Once you have decided that you want to go ahead with getting chickens the first thing that you will need to consider is their house. Specific chicken coops can be very expensive but there are a wide range of designs to choose from. Some of the cheaper coops can last for about six years if they are given regular coats of wood preserve and maintenance. When looking at the coop pay particular attention to the quality of the workmanship and the quality of the wood that has been used. Although there is some coops that are very attractive there is also a wide range of basic ones that are available so it is possible to get a cheaper one. As long as the coop is draft free and provides a dry area for the chickens whilst giving ventilation it will be fine. The first thing to do when you get the coop is to give it a coat of wood preserve. There is some essential features for the coop and this is nesting boxes, ventilation and perches so that the birds can roost. It is also worth considering something that allows the eggs to be easily collected and also easy for cleaning.

A chicken run will also be required as the chickens will need to get outside. A run could be as simple as the back garden or a fenced pen. Regardless of the option that you want to opt for the birds will need to have plenty of space to wander around. The run will also need to be secure enough to keep predators out.

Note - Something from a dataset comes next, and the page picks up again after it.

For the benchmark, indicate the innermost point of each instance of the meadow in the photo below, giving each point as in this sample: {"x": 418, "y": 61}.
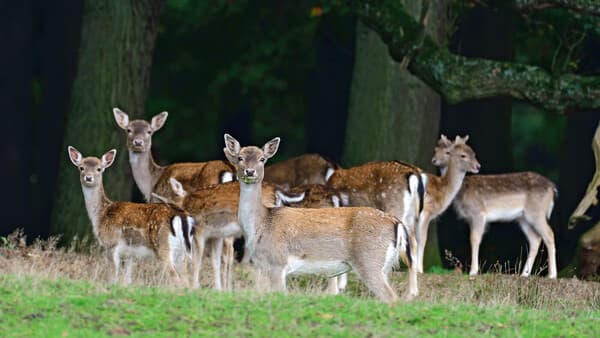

If possible also dig netting about twenty centimetres underground to prevent predators digging in under the fence. In some cases electrical fencing can be a good idea.

Chickens will also need to be fed a balanced diet so that they have access to all of the nutrients that they require. It is advisable to feed one of the formulated feeds if you want to have healthy chickens and eggs that are high quality. The formulated feeds are available in two different forms which are powdered mash and pellets. The powdered mash is slightly cheaper however there can be a lot of waste with this type, as the chickens will just pick out the bits that they like. The layer pellets are often the best option despite the fact that they are a bit more expensive as there will be less waste. As with all animals chickens will need to have access to water at all times.